27 May 2010

The Significance of Climate Model Agreement: A Guest Post by Ryan Meyer



Ryan Meyer is a PhD student at ASU's School of Life Sciences where he is writing a dissertation about US federal climate science research and its relationship to policy making. He is spending a yer in Australia on a Fulbright and he blogs at Adapt Already.

If four out of five global climate models (GCMs) agree on a result, should we feel more confident about that result? Does agreement among models constitute increased certainty about the models’ basis in reality? My colleagues and I wondered about this a few years ago when we started noticing that many climate scientists seem to adopt this logic without any explanation or justification. They claim, for example, that we should be more worried about drought in the southwestern US because 18 out of 19 models predict a transition to a more arid climate over the next 50 years. Or they pick a subset of models to represent a particular process such as the Asian monsoon, and then point to agreement among those models as significant.

If 18 models get the same result, is that better than just one? Why? Climate science should provide a thorough explanation for this, especially if climate models are to begin informing policy decisions.

We argue in a paper now available in Environmental Science and Policy (PDF here) that agreement is only significant if the models are sufficiently independent from one another. The climate science community has mostly ignored the crucial problem of model independence while taking advantage of a tacit belief in the force of model agreement. To quote from our introduction:
GCMs are commonly treated as independent from one another, when in fact there are many reasons to believe otherwise. The assumption of independence leads to increased confidence in the ‘‘robustness’’ of model results when multiple models agree. But GCM independence has not been evaluated by model builders and others in the climate science community. Until now the climate science literature has given only passing attention to this problem, and the field has not developed systematic approaches for assessing model independence.
To some these arguments may seem like nitpicking. Or they might seem better suited to the pages of some technical journal where modelers work these things out for themselves. But we strongly believe that this extends beyond methodology, and is in fact a policy question. It relates to the kind of investments we can and should be making in climate science.

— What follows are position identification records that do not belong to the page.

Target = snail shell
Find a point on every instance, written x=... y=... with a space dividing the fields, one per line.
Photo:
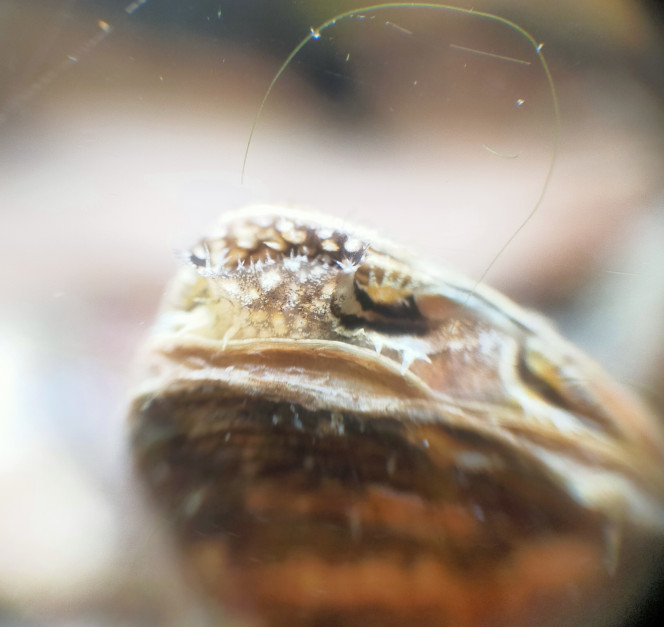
x=342 y=434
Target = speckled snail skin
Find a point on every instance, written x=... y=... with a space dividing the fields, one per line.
x=344 y=435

The question of independence is one small piece of a much needed broad discussion about climate science policy. What kinds of knowledge are most helpful in crafting a response to climate change? What institutions, disciplines, and tools are best suited to deliver such knowledge? Such crucial questions of science policy tend to be ignored. We argue about what "the science" says, rather than how it works and how it could work better for the needs of decision makers.

In our paper, we take it as a given that governments will continue to fund large and complex models of the climate and related systems. (A broader discussion about the merits of this investment is important, but we do not directly address it). But how should they be funded? Who should decide the most important questions to pursue? In the past, we have tended to let climate scientists sort that one out. They are, after all, the experts. But they are certainly not unbiased participants in this discussion. Are they asking the most important questions, or just the ones they find most interesting?

It is important to recognize that there are many possible trajectories for our climate science knowledge. We may not know exactly where each one leads, but we can still make wise, informed choices. This is why the independence problem is important, not just for climate modelers, but for science policy makers, potential users of climate science, and advocates for climate change adaptation.

We have three basic recommendations related to the independence problem:
  1. Climate modelers should be wary of overselling results based on model agreement.

  2. The climate science community should begin to better address the independence problem.

  3. Science policy decision makers should take this problem into account when building strategies for climate modeling, and climate science more broadly.